Megaproject Mega Tensions Recently, Booz Allen Hamilton surveyed the leaders of 20 companies, including super-majors, independents, and EPC firms, as well as some heavy industrial companies from the United States, Europe, and Asia, with combined capital spending of over $100 billion. Eighty percent of the respondents say that they expect their companies to increase capital expenditures over the next five years, with many planning increases of 30 percent in 2006 alone. (Industry-wide spending for exploration and production is expected to exceed $275 billion in 2006, mostly in megaprojects.)
The push, of course, is a response to an unprecedented surge in oil demand. Although the United States currently consumes 25 percent of global production, developing nations — once barely a blip on consumption charts — are starting to close the gap: China and India have more than doubled their consumption since 1990, and the trend is expected to continue. World energy consumption is projected to increase by 71 percent from 2003 to 2030. Politicians have taken note, and in October 2005 the U.S. House of Representatives’ “Peak Oil Caucus” introduced a resolution calling for a multilateral energy project equivalent to the “Man on the Moon project.”

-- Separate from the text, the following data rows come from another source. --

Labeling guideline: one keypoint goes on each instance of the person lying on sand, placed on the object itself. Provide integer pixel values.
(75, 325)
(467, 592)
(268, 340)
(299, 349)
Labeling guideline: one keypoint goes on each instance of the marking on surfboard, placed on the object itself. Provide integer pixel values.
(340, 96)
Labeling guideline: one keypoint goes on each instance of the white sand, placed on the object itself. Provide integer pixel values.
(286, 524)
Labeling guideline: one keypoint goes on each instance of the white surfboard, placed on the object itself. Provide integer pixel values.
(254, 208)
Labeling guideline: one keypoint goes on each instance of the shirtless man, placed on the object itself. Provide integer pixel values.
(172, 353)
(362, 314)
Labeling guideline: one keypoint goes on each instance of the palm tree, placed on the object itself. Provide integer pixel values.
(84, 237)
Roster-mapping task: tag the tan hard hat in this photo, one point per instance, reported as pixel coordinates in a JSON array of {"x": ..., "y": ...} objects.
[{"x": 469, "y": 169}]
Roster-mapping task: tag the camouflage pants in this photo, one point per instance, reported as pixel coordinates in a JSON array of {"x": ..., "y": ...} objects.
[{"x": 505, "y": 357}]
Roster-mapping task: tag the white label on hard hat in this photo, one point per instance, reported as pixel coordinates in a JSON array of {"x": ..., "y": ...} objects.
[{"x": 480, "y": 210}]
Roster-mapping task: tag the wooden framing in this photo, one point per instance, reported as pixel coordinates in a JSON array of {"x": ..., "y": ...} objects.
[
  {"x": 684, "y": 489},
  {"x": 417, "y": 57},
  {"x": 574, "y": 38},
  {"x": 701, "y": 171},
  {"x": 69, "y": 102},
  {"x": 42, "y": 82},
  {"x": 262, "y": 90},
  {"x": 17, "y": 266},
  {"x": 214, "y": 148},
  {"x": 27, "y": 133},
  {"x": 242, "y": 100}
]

But walking on the moon may turn out to be a garden stroll by comparison, at least in terms of management. More than half of the executives who were surveyed are dissatisfied with their companies’ overall project performance. All of them say costly budget and schedule overruns plague 40 percent of their projects. Producers and contractors disagree frequently, but both groups identify the same points of pain: risk management, performance risk, and human resources. Contractors are also dissatisfied with the lack of collaborative project planning on the part of the owners.
Individually, each of the tensions facing capital projects would be difficult to deal with; taken together, the difficulty escalates. The result is an oil and gas environment that has changed so fundamentally that many traditional ways of doing business have become anachronistic:
• Frontier Regions: Most new capital projects take place in regions that are politically and socially unstable, such as West Africa, parts of Eastern Europe, and the Middle East. Investment in Africa and the Asia Pacific region has shot up 25 to 40 percent per year, while (the aforementioned Gulf of Mexico opportunity notwithstanding) investment in traditional production regions in the U.S. and Europe has stagnated or fallen. Oil and gas executives note that operating in frontier regions challenges companies’ political, diplomatic, and security capabilities as never before. Many of these countries, such as Indonesia, are new democracies, in which the old, autocratic way of doing business under former governments (Indonesia’s Suharto regime is an example) has given way to an even more daunting, decentralized maze, with laws that are not always transparent and court rulings that are often inconsistent. Nationally owned oil production companies, such as Indonesia’s Pertamina, Malaysia’s Petronas, or Kazakhstan’s PetroKazakhstan, play an ambiguous role; they sometimes represent government interests and sometimes expand internationally; some, like PetroKazakhstan, have been partially bought by overseas interests, for example, in China.